There are many correct comments on the thread Rik pointed to.

I am not trying to dissuade anyone. But one needs to know what one is getting into. If its not fixable you will need a big lift gate truck to take it to the junkyard.
This is not an endeavor, to be taken lightly.

Looking at viral structure is better done in a Transmission Electron Microscope (TEM) which are an even bigger pia. Preparation of of specimens for TEM is the subject of graduate level courses. Fixation embedment , cutting of ultra thin sections (thickness gaged by interference colors) Very labor intensive and requiring high psychomotor skills and hand eye coordination. SEMs cannot image atoms or molecules TEMs have been made to do so by diffraction methods which are very advanced. (More graduate courses. Done by physicists not biologists)

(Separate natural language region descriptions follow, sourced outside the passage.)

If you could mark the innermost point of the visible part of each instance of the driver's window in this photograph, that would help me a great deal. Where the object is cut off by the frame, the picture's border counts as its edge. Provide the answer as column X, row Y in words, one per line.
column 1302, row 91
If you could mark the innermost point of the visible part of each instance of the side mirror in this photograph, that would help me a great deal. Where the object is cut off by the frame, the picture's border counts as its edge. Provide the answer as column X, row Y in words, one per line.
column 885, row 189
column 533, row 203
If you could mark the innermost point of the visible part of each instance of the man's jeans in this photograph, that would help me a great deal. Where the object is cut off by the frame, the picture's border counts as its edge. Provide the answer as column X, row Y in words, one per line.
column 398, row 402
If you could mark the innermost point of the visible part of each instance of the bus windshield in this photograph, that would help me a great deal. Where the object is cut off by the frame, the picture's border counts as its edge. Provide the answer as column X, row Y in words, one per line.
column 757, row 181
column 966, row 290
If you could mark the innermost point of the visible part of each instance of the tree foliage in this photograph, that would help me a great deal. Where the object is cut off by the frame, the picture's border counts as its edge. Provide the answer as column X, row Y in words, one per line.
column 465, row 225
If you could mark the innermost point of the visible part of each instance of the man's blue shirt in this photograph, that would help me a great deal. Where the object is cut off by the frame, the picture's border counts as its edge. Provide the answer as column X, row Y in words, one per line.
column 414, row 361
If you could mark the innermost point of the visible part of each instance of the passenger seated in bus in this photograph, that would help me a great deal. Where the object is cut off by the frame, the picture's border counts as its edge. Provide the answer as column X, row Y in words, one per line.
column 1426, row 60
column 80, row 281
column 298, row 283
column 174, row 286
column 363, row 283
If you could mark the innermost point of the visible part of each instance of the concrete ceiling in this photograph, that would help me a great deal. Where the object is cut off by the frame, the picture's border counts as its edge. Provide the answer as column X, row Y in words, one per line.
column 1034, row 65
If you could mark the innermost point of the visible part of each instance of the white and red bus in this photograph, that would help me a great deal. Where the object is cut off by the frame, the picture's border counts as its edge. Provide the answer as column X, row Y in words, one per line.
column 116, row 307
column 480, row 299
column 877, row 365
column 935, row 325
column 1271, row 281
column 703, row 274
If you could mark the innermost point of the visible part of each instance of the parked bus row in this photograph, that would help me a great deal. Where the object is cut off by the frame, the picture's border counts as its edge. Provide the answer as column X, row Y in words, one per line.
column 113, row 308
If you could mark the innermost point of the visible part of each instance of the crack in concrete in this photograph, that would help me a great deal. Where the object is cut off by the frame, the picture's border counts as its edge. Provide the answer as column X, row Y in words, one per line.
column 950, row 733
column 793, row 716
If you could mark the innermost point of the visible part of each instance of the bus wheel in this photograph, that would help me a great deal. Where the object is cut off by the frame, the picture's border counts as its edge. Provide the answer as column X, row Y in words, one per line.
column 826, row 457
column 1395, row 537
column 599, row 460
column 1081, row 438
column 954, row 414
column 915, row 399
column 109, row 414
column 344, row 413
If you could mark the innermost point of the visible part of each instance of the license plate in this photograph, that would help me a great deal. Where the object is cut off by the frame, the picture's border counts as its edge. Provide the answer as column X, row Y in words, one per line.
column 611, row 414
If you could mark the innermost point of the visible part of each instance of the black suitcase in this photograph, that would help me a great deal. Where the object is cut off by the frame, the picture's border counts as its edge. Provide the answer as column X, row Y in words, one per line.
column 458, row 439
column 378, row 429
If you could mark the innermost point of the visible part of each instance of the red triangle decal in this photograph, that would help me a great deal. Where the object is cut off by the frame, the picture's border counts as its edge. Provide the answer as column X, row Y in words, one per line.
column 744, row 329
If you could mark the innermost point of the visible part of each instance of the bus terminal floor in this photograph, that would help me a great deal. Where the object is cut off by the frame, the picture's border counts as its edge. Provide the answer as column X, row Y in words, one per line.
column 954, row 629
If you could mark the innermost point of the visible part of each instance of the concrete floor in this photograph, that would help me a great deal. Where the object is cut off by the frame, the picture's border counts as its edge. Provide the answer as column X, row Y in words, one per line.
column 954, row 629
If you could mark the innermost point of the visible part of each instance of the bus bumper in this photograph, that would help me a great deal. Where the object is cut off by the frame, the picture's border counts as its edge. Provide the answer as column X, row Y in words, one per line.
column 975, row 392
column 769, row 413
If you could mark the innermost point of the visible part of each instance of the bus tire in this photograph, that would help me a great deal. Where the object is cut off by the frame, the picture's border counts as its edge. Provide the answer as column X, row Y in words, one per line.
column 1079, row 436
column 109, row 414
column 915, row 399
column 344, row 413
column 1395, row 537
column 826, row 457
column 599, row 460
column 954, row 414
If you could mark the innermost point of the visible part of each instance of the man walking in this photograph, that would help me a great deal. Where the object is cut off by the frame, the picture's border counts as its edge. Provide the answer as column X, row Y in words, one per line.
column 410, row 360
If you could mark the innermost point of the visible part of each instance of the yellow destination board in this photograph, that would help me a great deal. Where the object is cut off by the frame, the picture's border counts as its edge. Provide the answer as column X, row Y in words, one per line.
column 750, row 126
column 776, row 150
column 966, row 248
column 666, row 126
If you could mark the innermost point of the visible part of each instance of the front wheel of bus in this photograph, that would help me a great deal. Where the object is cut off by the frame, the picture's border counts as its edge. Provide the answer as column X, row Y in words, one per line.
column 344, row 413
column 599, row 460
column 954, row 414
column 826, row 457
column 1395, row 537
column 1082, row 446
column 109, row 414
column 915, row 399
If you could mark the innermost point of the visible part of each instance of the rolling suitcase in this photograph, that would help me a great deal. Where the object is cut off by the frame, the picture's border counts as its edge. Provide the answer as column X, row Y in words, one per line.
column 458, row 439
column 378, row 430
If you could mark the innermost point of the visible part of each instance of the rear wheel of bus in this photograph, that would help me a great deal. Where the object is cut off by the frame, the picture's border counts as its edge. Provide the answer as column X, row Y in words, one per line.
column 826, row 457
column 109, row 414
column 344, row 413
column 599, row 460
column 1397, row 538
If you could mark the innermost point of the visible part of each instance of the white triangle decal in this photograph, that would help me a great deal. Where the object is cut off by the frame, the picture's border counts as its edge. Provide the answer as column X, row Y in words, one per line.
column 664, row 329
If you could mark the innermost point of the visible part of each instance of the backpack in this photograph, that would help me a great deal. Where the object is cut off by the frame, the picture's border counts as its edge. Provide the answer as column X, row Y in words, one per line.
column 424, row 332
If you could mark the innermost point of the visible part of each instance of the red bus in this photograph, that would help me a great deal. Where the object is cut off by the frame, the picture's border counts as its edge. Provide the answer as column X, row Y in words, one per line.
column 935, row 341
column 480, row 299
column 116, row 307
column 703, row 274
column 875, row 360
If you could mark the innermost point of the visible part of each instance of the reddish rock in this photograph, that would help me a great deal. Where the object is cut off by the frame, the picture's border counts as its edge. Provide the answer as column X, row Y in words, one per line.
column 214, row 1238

Preparation of specimens usually (except in new ESEMs= environmental SEMs) requires dehydrating and evaporating a conductive coating onto the surface to drain the electrons and prevent charge buildup which prevents imaging. This is done in a vacuum evaporator (large; size of a washer dryer) or a sputterer (desktop; size of a large microwave) both expensive, but do turn up on ebay.

But they actually aren't very hard to drive at all. Alot of what you already know about photography and imaging is applicable. There are a lot of knobs but so what.